A Unported Aspects of SQLite

When porting SQLite C code to RPython, we did not port the following aspects:

  • Assert statements, which are removed by the C compiler.
  • Statements related to tests and debugging, which expand to nothing in production builds:
    • VdbeBranchTaken
    • REGISTER_TRACE
    • SQLITE_DEBUG
    • memAboutToChange
    • UPDATE_MAX_BLOBSIZE
  • Blocks of #ifdef and #ifndef, which are usually not included in default production builds:
    • SQLITE_DEBUG
    • SQLITE_OMIT_FLOATING_POINT
  • We assumed SQLITE_THREADSAFE to be false, which SQLite recommends for best single-threaded performance.
  • We decided to compile and port with SQLITE_OMIT_PROGRESS_CALLBACK turned on. Usually SQLite makes it possible to register a progress callback that is called every n opcodes. We plan to implement this in the future. Note that in our evaluation, we compared SQPyte to SQLite with callbacks similarly omitted, thus ensuring an apples-to-apples comparison.

1http://www.sqlite.org/

2SQLite refers to this as its ‘virtual machine’, but we reserve that term for other uses.

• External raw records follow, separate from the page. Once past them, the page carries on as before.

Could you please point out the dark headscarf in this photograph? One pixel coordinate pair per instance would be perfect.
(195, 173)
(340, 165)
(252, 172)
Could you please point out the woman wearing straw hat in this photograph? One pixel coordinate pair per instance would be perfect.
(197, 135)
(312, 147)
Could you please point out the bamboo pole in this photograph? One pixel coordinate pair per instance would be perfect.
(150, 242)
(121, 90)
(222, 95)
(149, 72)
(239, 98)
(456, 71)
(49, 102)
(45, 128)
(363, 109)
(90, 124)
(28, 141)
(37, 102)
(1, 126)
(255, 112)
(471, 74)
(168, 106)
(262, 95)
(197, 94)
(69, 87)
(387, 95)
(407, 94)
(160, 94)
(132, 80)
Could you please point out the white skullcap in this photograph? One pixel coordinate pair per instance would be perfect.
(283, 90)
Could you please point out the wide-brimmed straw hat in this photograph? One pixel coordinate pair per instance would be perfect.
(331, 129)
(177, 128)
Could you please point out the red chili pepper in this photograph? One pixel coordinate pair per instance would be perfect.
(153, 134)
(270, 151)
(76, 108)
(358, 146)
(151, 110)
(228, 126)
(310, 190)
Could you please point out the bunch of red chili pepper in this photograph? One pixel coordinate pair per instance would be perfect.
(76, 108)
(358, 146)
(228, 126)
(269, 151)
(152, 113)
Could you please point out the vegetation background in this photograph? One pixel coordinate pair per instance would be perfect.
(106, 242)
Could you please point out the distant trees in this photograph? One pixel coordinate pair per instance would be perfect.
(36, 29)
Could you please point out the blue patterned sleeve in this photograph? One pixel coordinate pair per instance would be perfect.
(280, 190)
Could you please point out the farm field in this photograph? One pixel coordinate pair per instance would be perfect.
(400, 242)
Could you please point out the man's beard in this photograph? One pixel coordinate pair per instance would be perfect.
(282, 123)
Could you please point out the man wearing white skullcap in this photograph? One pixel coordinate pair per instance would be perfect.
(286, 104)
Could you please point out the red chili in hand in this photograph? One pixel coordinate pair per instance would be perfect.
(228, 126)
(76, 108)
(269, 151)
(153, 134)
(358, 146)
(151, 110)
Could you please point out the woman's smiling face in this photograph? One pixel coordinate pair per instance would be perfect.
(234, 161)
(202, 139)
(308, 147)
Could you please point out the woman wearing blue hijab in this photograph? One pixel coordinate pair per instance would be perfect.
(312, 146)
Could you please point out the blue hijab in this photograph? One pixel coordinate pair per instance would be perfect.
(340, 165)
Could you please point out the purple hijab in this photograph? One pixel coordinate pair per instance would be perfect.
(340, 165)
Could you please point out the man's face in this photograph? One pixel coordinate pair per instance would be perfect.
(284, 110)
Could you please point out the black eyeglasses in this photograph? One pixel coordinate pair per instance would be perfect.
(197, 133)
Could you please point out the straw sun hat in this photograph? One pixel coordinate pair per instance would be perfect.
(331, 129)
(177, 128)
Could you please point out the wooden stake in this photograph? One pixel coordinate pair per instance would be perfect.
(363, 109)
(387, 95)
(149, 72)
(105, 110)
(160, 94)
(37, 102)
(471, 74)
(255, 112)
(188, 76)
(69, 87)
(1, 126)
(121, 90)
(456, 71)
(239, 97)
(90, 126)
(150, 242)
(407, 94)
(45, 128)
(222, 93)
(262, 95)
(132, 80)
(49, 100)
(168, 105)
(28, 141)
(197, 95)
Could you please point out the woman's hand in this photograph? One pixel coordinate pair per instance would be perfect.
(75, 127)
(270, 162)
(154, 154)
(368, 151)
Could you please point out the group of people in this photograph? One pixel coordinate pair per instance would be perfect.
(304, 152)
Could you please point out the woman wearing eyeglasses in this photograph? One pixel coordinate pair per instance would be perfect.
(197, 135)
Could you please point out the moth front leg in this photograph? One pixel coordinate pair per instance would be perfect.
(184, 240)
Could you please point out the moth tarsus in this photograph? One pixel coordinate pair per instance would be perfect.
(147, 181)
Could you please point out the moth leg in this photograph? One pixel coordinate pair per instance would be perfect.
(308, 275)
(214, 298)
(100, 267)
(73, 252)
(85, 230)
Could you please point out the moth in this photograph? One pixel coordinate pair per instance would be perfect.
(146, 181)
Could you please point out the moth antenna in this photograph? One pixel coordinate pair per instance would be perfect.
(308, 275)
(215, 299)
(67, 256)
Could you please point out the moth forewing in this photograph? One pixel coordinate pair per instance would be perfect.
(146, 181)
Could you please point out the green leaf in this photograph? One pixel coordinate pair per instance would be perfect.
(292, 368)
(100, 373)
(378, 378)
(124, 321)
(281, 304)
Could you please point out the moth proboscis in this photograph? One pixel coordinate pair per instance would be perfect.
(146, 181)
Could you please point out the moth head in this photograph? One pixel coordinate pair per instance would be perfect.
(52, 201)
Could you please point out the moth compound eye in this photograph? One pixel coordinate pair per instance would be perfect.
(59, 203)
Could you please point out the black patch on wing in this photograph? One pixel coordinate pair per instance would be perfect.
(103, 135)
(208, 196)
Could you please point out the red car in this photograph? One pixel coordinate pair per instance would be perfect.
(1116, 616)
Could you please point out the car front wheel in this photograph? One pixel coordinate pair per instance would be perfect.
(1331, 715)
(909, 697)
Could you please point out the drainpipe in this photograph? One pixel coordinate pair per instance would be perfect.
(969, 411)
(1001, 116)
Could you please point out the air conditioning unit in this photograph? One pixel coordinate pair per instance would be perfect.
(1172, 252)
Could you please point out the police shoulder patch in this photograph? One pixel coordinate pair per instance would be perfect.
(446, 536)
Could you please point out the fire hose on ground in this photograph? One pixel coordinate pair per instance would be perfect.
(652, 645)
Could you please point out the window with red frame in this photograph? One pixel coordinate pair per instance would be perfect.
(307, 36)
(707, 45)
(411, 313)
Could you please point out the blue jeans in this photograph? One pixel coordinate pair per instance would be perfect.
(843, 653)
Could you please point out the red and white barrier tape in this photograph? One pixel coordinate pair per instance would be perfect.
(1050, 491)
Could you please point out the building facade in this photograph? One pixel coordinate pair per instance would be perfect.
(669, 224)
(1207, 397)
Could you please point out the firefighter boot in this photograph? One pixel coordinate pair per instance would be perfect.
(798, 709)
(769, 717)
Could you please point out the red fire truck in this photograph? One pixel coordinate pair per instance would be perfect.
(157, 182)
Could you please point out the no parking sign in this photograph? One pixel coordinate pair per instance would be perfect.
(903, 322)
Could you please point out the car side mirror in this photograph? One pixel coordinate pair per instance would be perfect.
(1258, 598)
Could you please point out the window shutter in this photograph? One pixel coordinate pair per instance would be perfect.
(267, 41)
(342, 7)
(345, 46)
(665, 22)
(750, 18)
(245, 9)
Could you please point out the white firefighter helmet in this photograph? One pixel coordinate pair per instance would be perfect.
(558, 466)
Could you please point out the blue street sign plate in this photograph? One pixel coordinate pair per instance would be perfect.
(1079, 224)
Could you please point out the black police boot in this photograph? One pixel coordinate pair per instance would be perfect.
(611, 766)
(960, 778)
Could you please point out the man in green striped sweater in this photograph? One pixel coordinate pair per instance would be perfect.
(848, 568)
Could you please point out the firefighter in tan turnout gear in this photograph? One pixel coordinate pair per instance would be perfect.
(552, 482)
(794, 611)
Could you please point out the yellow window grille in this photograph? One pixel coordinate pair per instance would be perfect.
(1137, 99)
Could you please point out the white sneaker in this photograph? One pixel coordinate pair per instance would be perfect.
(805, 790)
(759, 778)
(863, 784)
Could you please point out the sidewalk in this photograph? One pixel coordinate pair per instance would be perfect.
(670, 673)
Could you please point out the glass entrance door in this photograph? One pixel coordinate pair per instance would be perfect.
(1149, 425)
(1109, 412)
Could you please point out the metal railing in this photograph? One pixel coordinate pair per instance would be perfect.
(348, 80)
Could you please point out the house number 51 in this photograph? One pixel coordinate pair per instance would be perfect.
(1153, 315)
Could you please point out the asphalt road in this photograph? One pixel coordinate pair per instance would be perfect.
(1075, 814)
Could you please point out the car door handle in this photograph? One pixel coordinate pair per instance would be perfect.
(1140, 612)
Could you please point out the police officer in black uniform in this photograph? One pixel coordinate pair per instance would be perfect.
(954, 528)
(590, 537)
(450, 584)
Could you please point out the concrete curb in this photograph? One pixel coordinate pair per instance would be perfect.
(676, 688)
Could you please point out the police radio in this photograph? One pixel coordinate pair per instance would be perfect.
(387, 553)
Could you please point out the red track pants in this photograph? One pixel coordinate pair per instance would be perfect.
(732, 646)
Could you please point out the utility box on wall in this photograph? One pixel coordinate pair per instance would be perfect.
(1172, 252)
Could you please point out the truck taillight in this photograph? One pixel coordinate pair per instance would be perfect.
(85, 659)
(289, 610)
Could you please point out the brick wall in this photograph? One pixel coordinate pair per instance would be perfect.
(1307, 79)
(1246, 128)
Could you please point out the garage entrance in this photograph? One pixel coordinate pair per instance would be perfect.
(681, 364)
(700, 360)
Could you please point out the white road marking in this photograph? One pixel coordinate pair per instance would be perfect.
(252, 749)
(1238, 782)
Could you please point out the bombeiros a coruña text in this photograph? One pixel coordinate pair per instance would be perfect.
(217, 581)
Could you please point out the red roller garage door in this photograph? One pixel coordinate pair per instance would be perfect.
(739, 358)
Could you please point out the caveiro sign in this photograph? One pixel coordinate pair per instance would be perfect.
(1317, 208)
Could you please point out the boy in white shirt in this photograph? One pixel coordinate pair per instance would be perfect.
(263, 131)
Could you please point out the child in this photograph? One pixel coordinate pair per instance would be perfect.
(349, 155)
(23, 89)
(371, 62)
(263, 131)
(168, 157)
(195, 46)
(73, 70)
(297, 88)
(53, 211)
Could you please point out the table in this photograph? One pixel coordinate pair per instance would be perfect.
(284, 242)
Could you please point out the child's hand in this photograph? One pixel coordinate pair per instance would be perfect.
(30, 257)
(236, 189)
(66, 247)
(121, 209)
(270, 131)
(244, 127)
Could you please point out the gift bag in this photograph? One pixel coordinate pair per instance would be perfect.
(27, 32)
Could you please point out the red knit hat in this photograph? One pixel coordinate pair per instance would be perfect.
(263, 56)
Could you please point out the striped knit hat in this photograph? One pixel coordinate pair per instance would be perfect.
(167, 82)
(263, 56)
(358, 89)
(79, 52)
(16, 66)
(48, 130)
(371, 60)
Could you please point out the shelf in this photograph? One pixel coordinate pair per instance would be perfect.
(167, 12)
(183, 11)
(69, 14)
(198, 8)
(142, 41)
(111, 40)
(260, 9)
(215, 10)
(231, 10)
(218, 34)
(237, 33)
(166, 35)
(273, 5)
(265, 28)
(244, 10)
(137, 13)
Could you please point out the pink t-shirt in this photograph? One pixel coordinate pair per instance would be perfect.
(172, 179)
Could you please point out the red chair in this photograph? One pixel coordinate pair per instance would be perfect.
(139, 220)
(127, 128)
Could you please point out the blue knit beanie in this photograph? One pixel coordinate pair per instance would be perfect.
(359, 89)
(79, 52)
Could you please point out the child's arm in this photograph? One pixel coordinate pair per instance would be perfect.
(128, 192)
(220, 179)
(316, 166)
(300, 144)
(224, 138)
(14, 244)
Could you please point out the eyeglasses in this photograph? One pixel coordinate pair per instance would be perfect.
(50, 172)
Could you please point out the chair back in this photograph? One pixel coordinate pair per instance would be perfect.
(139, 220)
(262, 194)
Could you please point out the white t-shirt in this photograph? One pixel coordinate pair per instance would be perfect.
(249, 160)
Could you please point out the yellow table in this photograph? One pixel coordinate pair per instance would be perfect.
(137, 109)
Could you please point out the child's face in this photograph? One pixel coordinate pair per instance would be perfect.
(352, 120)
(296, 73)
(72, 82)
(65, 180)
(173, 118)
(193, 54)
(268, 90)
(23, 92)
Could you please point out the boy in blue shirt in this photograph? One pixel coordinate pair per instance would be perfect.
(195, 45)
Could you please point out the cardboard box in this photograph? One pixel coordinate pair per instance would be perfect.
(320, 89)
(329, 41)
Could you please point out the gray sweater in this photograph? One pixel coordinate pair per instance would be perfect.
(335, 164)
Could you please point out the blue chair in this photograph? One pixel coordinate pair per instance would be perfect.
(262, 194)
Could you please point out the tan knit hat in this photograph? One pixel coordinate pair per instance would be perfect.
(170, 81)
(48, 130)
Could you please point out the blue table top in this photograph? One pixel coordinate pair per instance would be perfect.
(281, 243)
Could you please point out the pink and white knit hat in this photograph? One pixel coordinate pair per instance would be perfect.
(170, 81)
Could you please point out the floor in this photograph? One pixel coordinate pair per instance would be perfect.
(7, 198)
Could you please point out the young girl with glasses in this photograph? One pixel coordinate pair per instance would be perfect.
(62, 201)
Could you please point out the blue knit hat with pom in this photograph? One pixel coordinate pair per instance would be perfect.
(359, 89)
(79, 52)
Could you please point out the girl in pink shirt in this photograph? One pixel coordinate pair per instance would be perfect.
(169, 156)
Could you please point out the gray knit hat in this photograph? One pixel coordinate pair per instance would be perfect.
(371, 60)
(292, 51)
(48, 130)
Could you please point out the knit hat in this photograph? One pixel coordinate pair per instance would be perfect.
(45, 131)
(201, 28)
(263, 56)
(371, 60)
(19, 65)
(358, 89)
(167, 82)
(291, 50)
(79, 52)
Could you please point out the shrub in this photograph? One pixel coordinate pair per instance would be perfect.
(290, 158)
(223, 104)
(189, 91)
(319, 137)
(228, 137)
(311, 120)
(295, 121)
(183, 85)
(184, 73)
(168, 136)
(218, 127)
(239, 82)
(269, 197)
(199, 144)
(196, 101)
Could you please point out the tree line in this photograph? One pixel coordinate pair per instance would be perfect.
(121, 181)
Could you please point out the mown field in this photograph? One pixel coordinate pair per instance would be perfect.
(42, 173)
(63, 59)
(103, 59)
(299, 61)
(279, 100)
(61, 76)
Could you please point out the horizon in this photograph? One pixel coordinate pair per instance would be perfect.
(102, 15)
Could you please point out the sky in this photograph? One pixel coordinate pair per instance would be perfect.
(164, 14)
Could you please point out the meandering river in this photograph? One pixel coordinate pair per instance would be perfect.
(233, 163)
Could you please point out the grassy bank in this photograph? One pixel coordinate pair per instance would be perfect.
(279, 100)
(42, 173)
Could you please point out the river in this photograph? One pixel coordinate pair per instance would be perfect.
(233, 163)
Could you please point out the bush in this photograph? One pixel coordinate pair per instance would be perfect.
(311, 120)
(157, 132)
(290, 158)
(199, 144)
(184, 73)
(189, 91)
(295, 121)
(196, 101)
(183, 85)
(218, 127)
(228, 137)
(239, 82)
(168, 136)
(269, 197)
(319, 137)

3The API is defined in https://www.python.org/dev/peps/pep-_0249/

4While these are written using normal function call syntax, they are treated specially by RPython.

5Not, it should be added, that RPython has a goto construct.

6There are also user-defined collation functions which we did not optimize in a special way.